METRON-227 “Add Time-Based Flushing to Writer Bolt”, and
METRON-322 “Global Batching & flushing”
have been dormant since July, but contain some very valuable ideas. The basic
idea is that Metron’s Writer queues in general will flush on queue size, but
not on time. As a result, low-traffic or bursty channels can languish
unprocessed, and therefore un-ack’ed, which results in Storm automatically
recycling the messages after a certain timeout (topology.message.timeout.secs),
or if too many total pending messages accumulate in a topology
(topology.max.spout.pending).

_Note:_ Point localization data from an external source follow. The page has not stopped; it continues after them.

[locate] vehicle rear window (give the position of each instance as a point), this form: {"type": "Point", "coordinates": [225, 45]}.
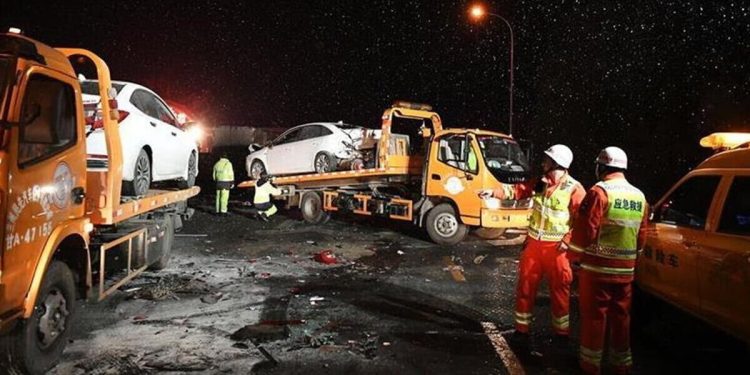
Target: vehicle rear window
{"type": "Point", "coordinates": [735, 217]}
{"type": "Point", "coordinates": [688, 205]}
{"type": "Point", "coordinates": [92, 87]}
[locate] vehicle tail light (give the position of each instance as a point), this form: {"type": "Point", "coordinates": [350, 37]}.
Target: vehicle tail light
{"type": "Point", "coordinates": [97, 122]}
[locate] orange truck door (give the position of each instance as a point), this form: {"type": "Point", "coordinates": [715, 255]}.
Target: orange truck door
{"type": "Point", "coordinates": [670, 259]}
{"type": "Point", "coordinates": [453, 175]}
{"type": "Point", "coordinates": [724, 272]}
{"type": "Point", "coordinates": [47, 167]}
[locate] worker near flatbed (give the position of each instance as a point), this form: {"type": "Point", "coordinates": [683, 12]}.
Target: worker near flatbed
{"type": "Point", "coordinates": [556, 196]}
{"type": "Point", "coordinates": [264, 189]}
{"type": "Point", "coordinates": [224, 178]}
{"type": "Point", "coordinates": [607, 235]}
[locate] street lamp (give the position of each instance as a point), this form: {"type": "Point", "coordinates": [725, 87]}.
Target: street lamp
{"type": "Point", "coordinates": [478, 12]}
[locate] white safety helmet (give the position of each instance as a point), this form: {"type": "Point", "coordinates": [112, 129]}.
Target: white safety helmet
{"type": "Point", "coordinates": [613, 157]}
{"type": "Point", "coordinates": [561, 155]}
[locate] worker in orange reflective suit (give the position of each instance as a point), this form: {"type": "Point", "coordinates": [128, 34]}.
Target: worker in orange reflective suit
{"type": "Point", "coordinates": [556, 198]}
{"type": "Point", "coordinates": [607, 236]}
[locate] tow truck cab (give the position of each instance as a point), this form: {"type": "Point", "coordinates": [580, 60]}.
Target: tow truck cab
{"type": "Point", "coordinates": [697, 254]}
{"type": "Point", "coordinates": [58, 220]}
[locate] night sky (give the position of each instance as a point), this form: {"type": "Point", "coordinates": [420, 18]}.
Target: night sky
{"type": "Point", "coordinates": [649, 76]}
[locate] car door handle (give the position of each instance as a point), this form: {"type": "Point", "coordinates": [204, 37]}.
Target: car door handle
{"type": "Point", "coordinates": [78, 194]}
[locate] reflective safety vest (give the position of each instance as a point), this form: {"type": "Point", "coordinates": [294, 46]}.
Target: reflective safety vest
{"type": "Point", "coordinates": [550, 217]}
{"type": "Point", "coordinates": [223, 170]}
{"type": "Point", "coordinates": [616, 248]}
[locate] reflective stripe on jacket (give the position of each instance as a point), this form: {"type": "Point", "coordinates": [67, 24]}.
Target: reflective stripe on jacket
{"type": "Point", "coordinates": [615, 250]}
{"type": "Point", "coordinates": [550, 218]}
{"type": "Point", "coordinates": [223, 170]}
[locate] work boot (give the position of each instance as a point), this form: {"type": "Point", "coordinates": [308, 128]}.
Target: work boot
{"type": "Point", "coordinates": [560, 341]}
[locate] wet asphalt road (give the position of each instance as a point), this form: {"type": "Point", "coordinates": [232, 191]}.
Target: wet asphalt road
{"type": "Point", "coordinates": [394, 303]}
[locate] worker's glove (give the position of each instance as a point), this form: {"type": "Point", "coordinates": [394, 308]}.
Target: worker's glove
{"type": "Point", "coordinates": [485, 194]}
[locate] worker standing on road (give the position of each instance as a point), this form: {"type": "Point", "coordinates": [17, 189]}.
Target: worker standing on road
{"type": "Point", "coordinates": [607, 234]}
{"type": "Point", "coordinates": [556, 197]}
{"type": "Point", "coordinates": [264, 189]}
{"type": "Point", "coordinates": [224, 177]}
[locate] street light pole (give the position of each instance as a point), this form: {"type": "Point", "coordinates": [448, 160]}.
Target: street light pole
{"type": "Point", "coordinates": [478, 12]}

This results in duplicate messages and wasted
computations, as well as unpredictable latency.
Storm now has a very nice, low-complexity solution for time-based flushing,
using Tick Tuples.
I propose to use Tick Tuples to implement time-based flushing for all Writer
queues that currently flush only on queue size.
I will do this work in the context of METRON-322, subsuming METRON-227 into it.
Per the recommendation of some members of the Storm implementation team, I will
default the queue flush timeout (topology.tick.tuple.freq.secs) in each Writer
to half the value of topology.message.timeout.secs (minus delta). The default
value of topology.message.timeout.secs is 30 seconds, so in many cases the
queue flush times will be set to 14 seconds; but this will be configurable.
The reporter of METRON-322 was also concerned about “global” behavior of a
topology, for instance the Enhancer topology with multiple telemetry-specific
bolts in parallel. If each individual bolt accumulates a number of un-ack’ed
messages, the total across the whole topology can become large, and if
topology.max.spout.pending is set, it may trigger. However, the probability of
this drops greatly if we implement a reasonable default for queue flush
timeouts, and any remaining issue can be addressed by setting the bolt queue
size limits, and the value of topology.max.spout.pending itself, appropriately.
Therefore, I will not at this time worry much about this “global” behavior,
other than making sure that all Writers in the topology have queue flush
Your thoughts, suggestions, and concerns are invited.